Preprocessing stitches the user-provided .mod files together with the template functions in src/Preprocessor/, checks that every declared variable has a matching equation, and creates the generated functions consumed by the solver. Parsing (see Example Structure) loads input_aggregate_names.jl, builds the type-safe index structs, and exposes convenience macros such as @make_struct, @writeXSS, and the household-problem argument helpers. The household inputs (input_compute_args_hh_prob_ss.jl) are turned into executable functions via IncomesETC so that the steady-state solver and perturbation code can always reconstruct wages, taxes, and transfers consistent with the aggregate model.

Steady state and preparing linearization

With model objects in place, compute_steadystate first solves the household problem (via EGM) to obtain the stationary distribution, marginal value functions, and aggregate quantities. It then calls prepare_linearization to build the state/control vectors, apply the first-stage DCT reduction, and assemble all bookkeeping structs (SteadyResults) required for perturbation, estimation, and model reduction. If you need to calibrate parameters before solving, run_calibration provides an automated moment-matching loop that repeatedly invokes the steady-state solver under user-specified targets.

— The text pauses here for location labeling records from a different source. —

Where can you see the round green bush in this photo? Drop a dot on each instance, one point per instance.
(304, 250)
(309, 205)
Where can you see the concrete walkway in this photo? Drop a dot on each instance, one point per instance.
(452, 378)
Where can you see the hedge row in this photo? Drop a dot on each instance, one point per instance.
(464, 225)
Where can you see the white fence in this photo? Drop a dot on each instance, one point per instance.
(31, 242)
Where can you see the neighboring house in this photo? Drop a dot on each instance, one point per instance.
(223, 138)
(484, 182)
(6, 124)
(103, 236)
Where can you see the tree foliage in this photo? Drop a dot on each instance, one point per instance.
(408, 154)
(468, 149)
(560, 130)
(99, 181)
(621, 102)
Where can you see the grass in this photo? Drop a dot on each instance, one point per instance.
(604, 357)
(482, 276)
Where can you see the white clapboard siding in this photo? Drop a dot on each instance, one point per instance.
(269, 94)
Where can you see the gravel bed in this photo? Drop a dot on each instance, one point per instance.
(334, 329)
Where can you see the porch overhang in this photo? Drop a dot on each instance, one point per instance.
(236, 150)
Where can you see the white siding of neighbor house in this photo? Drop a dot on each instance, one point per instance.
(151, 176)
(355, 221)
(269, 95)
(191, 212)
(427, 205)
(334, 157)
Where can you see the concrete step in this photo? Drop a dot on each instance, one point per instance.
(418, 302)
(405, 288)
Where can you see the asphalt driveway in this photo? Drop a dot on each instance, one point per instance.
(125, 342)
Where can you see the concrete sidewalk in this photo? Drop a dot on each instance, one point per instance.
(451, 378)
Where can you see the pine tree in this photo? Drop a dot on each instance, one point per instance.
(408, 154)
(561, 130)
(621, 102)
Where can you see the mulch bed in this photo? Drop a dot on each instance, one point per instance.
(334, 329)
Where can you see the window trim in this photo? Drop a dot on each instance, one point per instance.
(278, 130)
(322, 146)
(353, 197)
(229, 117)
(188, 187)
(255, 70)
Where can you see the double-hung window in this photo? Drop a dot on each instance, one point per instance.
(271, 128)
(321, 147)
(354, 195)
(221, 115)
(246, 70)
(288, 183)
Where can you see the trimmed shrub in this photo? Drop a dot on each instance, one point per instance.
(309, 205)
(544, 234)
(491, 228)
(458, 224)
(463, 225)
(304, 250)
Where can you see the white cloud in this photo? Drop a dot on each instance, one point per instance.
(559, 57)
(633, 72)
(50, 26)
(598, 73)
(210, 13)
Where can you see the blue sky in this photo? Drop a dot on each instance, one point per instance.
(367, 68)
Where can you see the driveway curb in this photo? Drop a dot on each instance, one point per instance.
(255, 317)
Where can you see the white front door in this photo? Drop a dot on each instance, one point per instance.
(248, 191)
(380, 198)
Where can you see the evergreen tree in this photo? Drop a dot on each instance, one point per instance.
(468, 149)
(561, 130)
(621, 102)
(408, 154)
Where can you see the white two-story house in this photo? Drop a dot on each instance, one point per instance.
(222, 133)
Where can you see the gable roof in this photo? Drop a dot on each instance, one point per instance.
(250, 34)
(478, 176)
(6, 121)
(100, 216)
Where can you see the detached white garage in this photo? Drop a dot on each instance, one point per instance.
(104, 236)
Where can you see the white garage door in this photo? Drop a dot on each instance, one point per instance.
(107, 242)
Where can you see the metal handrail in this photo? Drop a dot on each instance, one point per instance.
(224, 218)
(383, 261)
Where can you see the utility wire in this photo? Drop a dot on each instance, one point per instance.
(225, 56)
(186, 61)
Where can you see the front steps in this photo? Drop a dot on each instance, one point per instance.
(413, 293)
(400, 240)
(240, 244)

Linearization and model reduction

linearize_full_model differentiates the implicit equilibrium system F(X_t, X_{t+1}) = 0, fills Jacobian blocks with known derivatives, and solves the generalized Schur system to deliver gx/hx along with the compressed LinearResults. Subsequent calls to model_reduction construct factor representations for copula/value-function coefficients, if needed, and update_model reuses the existing Jacobians to re-linearize after parameter updates without recomputing the entire household problem. The model reduction routines build on Bayer, Born, and Luetticke (2024). Models with one asset can also be solved up to second-order—the second-order solution and generalized impulse response functions are described in PerturbationSolution and PostEstimation—which builds on Bayer, Luetticke, Weiss, and Winkelmann (2025).

Estimation

The Estimation module wraps the linear solution in a state-space model, builds the observation selector H_sel, and runs the Kalman filter/smoother to evaluate the likelihood. find_mode locates the posterior mode under the supplied priors, and sample_posterior performs random-walk Metropolis–Hastings to explore the posterior. Alternative workflows, such as IRF Matching, reuse the same infrastructure but swap the objective from likelihood to IRF distance.

Plots and statistics

Post-estimation utilities (see Post Estimation) compute and visualize impulse responses, variance/historical decompositions, distributional IRFs, GIRFs, and unconditional moments. The plotting helpers (plot_irfs, plot_vardecomp, plot_hist_decomp, …) operate on the LinearResults/SteadyResults objects and can ingest posterior draws to attach credible intervals.

For hands-on examples of the full pipeline, consult the walkthroughs in docs/src/examples/ (baseline, simplified HANK, and two-sector variants), which mirror the corresponding folders under examples/ in the repository.